Россия сейчас начинает борьбу за создание, а точнее воссоздание, своего макрорегиона. Какие бы страны в него не вошли в конечном счете, нам точно имеет смысл внятно обозначить не только географические границы сферы нашего политико-экономического влияния, но и правила поведения для наших партнеров и соперников. Если непредвзято посмотреть на текст «поправки Рузвельта» к доктрине Монро, то легко убедиться в том, что Тедди многое сформулировал довольно убедительно, и некоторые его тезисы вполне можно было бы использовать в качестве основы нашей макрорегиональной доктрины.

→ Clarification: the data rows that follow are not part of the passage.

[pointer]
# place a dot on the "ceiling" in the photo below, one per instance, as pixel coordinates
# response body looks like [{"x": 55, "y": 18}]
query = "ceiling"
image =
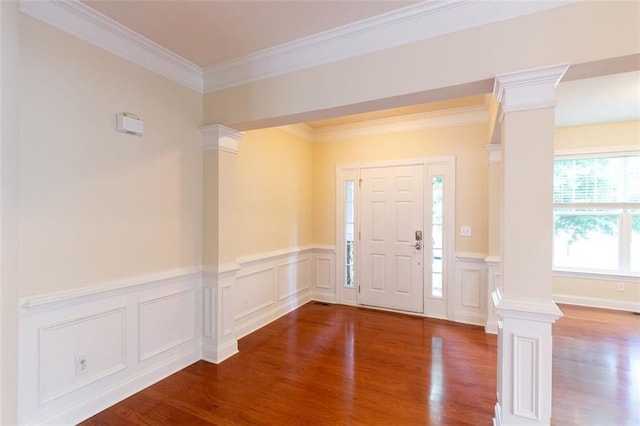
[{"x": 208, "y": 33}]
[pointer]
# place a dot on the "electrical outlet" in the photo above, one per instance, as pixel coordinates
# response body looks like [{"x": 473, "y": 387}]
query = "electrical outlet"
[{"x": 82, "y": 365}]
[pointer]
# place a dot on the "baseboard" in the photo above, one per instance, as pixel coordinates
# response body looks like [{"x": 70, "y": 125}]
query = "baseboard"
[
  {"x": 595, "y": 302},
  {"x": 97, "y": 403},
  {"x": 218, "y": 354},
  {"x": 271, "y": 314},
  {"x": 115, "y": 330},
  {"x": 491, "y": 327}
]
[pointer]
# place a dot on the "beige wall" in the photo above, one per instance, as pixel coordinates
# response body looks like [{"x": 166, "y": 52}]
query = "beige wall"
[
  {"x": 602, "y": 137},
  {"x": 274, "y": 192},
  {"x": 97, "y": 205},
  {"x": 578, "y": 33},
  {"x": 466, "y": 143}
]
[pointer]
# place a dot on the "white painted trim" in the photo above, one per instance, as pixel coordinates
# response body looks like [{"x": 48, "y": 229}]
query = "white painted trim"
[
  {"x": 94, "y": 403},
  {"x": 470, "y": 256},
  {"x": 218, "y": 354},
  {"x": 79, "y": 20},
  {"x": 594, "y": 152},
  {"x": 529, "y": 89},
  {"x": 218, "y": 137},
  {"x": 264, "y": 256},
  {"x": 44, "y": 300},
  {"x": 599, "y": 276},
  {"x": 408, "y": 123},
  {"x": 597, "y": 302},
  {"x": 495, "y": 153},
  {"x": 301, "y": 130},
  {"x": 407, "y": 25},
  {"x": 527, "y": 309}
]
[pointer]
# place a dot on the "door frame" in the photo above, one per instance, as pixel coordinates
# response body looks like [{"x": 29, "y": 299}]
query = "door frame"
[{"x": 445, "y": 165}]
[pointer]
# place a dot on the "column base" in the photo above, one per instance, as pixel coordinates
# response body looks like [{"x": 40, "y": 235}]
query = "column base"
[{"x": 524, "y": 361}]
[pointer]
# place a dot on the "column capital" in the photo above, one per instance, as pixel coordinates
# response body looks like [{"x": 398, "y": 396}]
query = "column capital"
[
  {"x": 495, "y": 153},
  {"x": 220, "y": 138},
  {"x": 528, "y": 89}
]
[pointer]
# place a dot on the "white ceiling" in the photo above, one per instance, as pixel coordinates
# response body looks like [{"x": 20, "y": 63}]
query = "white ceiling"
[
  {"x": 604, "y": 99},
  {"x": 211, "y": 32}
]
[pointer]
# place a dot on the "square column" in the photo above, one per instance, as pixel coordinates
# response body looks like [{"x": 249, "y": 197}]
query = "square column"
[
  {"x": 494, "y": 267},
  {"x": 525, "y": 305},
  {"x": 219, "y": 250}
]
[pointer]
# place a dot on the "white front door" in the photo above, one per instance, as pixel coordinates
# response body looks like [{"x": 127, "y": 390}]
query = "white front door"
[{"x": 391, "y": 214}]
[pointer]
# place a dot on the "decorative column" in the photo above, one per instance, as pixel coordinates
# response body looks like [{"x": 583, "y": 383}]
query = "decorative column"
[
  {"x": 494, "y": 268},
  {"x": 219, "y": 251},
  {"x": 525, "y": 304}
]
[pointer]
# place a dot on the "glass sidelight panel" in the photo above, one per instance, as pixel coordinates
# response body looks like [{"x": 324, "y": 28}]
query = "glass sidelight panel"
[{"x": 437, "y": 186}]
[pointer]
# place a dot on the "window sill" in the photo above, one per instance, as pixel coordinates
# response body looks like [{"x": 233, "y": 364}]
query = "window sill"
[{"x": 596, "y": 275}]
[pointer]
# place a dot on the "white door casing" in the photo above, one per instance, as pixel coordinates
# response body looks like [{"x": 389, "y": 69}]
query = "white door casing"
[{"x": 390, "y": 264}]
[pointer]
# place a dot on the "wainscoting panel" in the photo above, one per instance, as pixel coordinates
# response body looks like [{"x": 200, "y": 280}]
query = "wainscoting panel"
[
  {"x": 324, "y": 285},
  {"x": 254, "y": 291},
  {"x": 86, "y": 349},
  {"x": 89, "y": 356},
  {"x": 469, "y": 294},
  {"x": 293, "y": 277},
  {"x": 165, "y": 322}
]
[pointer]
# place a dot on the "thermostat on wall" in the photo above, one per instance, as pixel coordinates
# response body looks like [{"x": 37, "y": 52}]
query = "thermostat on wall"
[{"x": 129, "y": 123}]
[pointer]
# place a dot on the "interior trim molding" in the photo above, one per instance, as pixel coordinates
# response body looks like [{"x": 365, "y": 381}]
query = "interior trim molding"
[
  {"x": 597, "y": 302},
  {"x": 414, "y": 23},
  {"x": 385, "y": 126},
  {"x": 396, "y": 28},
  {"x": 79, "y": 20},
  {"x": 29, "y": 303}
]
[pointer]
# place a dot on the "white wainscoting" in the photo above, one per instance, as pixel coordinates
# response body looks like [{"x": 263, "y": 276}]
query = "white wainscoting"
[
  {"x": 272, "y": 284},
  {"x": 131, "y": 334},
  {"x": 469, "y": 294}
]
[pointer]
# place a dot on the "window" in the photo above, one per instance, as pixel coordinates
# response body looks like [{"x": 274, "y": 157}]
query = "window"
[
  {"x": 436, "y": 232},
  {"x": 597, "y": 214}
]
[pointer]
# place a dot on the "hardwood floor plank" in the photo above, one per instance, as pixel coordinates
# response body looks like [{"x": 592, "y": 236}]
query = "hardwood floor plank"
[{"x": 340, "y": 365}]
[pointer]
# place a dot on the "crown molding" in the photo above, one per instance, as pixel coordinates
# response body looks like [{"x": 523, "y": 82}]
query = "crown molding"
[
  {"x": 220, "y": 138},
  {"x": 529, "y": 89},
  {"x": 81, "y": 21},
  {"x": 408, "y": 123},
  {"x": 301, "y": 130},
  {"x": 403, "y": 26}
]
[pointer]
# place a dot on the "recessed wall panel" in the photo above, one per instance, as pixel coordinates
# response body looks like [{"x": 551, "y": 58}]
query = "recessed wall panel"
[
  {"x": 166, "y": 322},
  {"x": 378, "y": 271}
]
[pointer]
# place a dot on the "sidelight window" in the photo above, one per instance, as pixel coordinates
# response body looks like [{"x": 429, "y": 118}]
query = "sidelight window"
[{"x": 597, "y": 214}]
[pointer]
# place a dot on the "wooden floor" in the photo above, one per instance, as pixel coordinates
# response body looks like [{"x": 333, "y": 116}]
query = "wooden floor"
[{"x": 338, "y": 365}]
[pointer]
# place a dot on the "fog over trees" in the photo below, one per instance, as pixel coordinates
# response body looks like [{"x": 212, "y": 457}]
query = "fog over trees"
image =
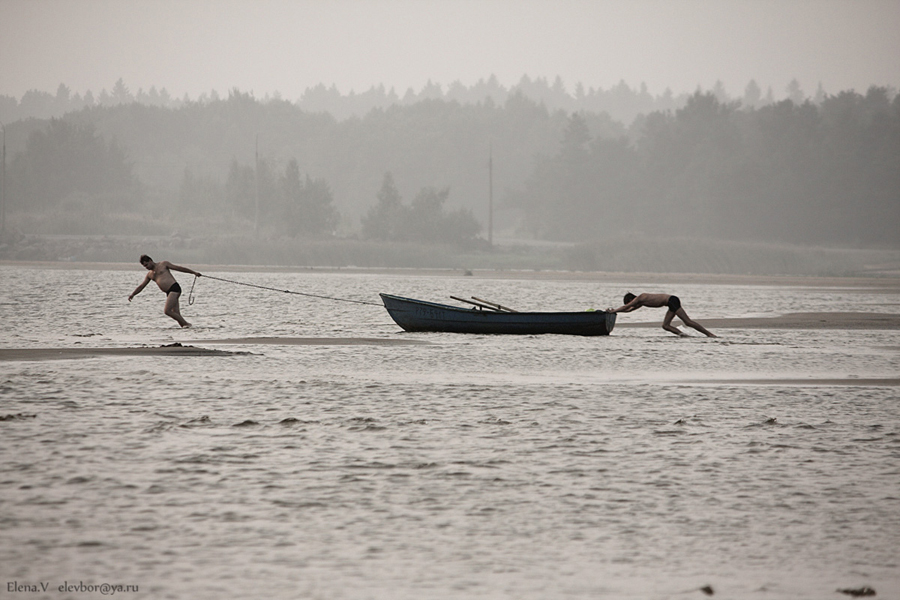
[{"x": 821, "y": 170}]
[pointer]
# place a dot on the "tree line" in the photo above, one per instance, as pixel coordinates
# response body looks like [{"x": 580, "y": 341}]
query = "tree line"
[
  {"x": 801, "y": 172},
  {"x": 621, "y": 101}
]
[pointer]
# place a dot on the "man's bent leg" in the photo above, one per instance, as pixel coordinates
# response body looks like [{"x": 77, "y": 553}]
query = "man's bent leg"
[
  {"x": 667, "y": 324},
  {"x": 172, "y": 309},
  {"x": 693, "y": 324}
]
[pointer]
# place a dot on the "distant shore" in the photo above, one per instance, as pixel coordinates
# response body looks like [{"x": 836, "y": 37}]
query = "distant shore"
[{"x": 886, "y": 283}]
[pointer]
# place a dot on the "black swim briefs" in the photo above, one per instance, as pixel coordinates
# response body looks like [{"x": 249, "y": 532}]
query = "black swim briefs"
[{"x": 674, "y": 303}]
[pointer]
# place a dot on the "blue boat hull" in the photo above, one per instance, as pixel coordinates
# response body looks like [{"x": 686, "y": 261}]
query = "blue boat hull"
[{"x": 418, "y": 315}]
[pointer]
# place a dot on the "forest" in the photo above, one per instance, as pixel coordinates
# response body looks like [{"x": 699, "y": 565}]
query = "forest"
[{"x": 822, "y": 171}]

Возьмите хотя бы последнюю фразу: «Любое государство на американском континенте или где-либо еще, стремящееся сохранить свою свободу, свою независимость, должно осознать, что право на независимость не может быть отделено от ответственности правильно ею пользоваться». Ну, разве это не шедевр? Красота, да и только! Уберите упоминание про американские континенты, и можно хоть сейчас пускать в дело.